Photo of Spencer conducting tick surveillance in the woods(Above and below) Spencer conducts tick surveillance in a Washington, D.C.-area national park. Photos courtesy of Subria Spencer.
“One health”—the perspective that the health of people, animals, and environment is interconnected—is the guiding philosophy for her diverse roles, Spencer says. “Public health discussions often include strategies for environmental change such as increasing air quality, encouraging proper waste disposal, and cleaning major waterways,” she says. “While those conversations exist within our scope, the Office of Public Health strives to elevate the importance of viewing parks as a health resource.” That broad approach “shifts the societal paradigm for health care in our nation.”

Farm to table

“Planning is essential, but flexibility builds character”: That’s how Spencer sums up her career path, which began when she enrolled at UAB as a biology major with plans to attend medical school. But the newly introduced public health undergraduate program intrigued her. In Origins of Epidemics, a course taught by Max Michael, M.D., then dean of the School of Public Health, she became captivated as he explained the difference between clinical medicine and public health. “Medicine focuses on one patient, their set of symptoms, and a proper plan or course of treatment,” Spencer says. In public health, “the patient is the community.”
The prospect of helping entire communities achieve better health inspired Spencer to change majors and pursue service-learning opportunities. “One of UAB’s greatest offerings is the opportunity to take courses that provide in-class learning coupled with real-world experiences,” she says. In her Food Security and Nutrition course, Spencer worked with local organizations such as Magic City Harvest and Jones Valley Teaching Farm to study food deserts—areas with limited access to affordable and nutritious food. She successfully advocated for community gardens and farmers markets as tools to put healthy food options within reach.
Spencer continued to examine food security through two prestigious service-learning opportunities. The CDC’s Summer Public Health Scholars Program took her to Columbia University, where she worked with Brooklyn’s Red Hook community to analyze needs and develop healthy retail options following Hurricane Sandy. Next, she helped establish Blazer Kitchen, a food pantry for UAB students, employees, and patients in need, as an AmeriCorps VISTA fellow in UAB’s Office of Service Learning and Undergraduate Research.
Photo of Spencer working on tick surveillance outdoors
Spencer credits the mix of classroom and community training for helping her achieve healthy outcomes with each project. “The ability to communicate with individuals from different backgrounds, to understand the many factors that might affect a person’s well-being, and to utilize the resources to effect change was due in part to my unparalleled UAB education,” she says.

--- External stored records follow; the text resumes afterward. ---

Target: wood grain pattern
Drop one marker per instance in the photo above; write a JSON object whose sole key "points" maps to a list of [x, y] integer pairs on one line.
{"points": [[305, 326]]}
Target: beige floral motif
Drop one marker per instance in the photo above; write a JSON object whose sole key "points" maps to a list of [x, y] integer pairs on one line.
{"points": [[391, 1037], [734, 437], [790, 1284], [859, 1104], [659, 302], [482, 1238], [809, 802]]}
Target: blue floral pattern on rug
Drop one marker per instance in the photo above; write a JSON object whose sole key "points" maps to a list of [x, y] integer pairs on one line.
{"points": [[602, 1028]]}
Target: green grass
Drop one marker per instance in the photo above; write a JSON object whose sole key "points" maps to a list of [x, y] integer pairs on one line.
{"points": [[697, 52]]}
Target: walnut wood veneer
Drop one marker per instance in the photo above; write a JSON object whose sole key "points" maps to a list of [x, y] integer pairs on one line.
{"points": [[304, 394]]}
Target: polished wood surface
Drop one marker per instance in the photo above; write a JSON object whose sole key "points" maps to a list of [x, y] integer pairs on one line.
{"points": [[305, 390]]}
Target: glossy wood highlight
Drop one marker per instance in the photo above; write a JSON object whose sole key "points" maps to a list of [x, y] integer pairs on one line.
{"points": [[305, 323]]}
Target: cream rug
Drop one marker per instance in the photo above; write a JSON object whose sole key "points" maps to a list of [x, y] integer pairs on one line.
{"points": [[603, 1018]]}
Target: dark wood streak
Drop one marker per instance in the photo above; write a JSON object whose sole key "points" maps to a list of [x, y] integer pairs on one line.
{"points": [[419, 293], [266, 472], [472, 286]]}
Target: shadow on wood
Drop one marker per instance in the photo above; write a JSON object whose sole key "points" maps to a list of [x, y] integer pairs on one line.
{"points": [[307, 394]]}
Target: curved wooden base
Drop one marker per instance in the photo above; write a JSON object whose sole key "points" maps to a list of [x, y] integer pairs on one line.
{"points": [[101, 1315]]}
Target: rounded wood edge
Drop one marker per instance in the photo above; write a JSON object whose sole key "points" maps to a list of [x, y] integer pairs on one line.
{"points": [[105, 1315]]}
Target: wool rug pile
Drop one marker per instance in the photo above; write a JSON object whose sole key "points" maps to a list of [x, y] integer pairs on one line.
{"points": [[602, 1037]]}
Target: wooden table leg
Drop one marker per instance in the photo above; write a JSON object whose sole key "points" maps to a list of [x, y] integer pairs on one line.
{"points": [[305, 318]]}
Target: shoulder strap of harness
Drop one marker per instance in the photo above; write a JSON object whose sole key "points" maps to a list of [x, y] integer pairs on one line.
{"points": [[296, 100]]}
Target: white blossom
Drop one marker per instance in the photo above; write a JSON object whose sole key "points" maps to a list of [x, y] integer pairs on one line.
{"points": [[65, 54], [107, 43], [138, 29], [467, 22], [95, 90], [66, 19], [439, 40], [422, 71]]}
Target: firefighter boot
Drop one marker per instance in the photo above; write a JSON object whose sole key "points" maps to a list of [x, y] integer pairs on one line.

Foundations for better health

Spencer describes much of her work prior to NPS as direct service. “I quickly saw the fruit of my labor,” she explains. “However, my current role focuses on capacity building, which means my efforts will reap benefits that I may or may not witness. I am learning to trust the capacity-building process, knowing that I helped build strong foundations that resulted in sustainable projects.”
The promise of creating long-lasting, positive impacts has inspired Spencer to pursue a master’s degree in public health and urban planning following her NPS tenure. Connecting the two disciplines will help her examine ways to heal fractures in cities and towns across America, she says. “I want to cultivate and enhance communities through sustainable efforts that ultimately foster health and well-being for all.”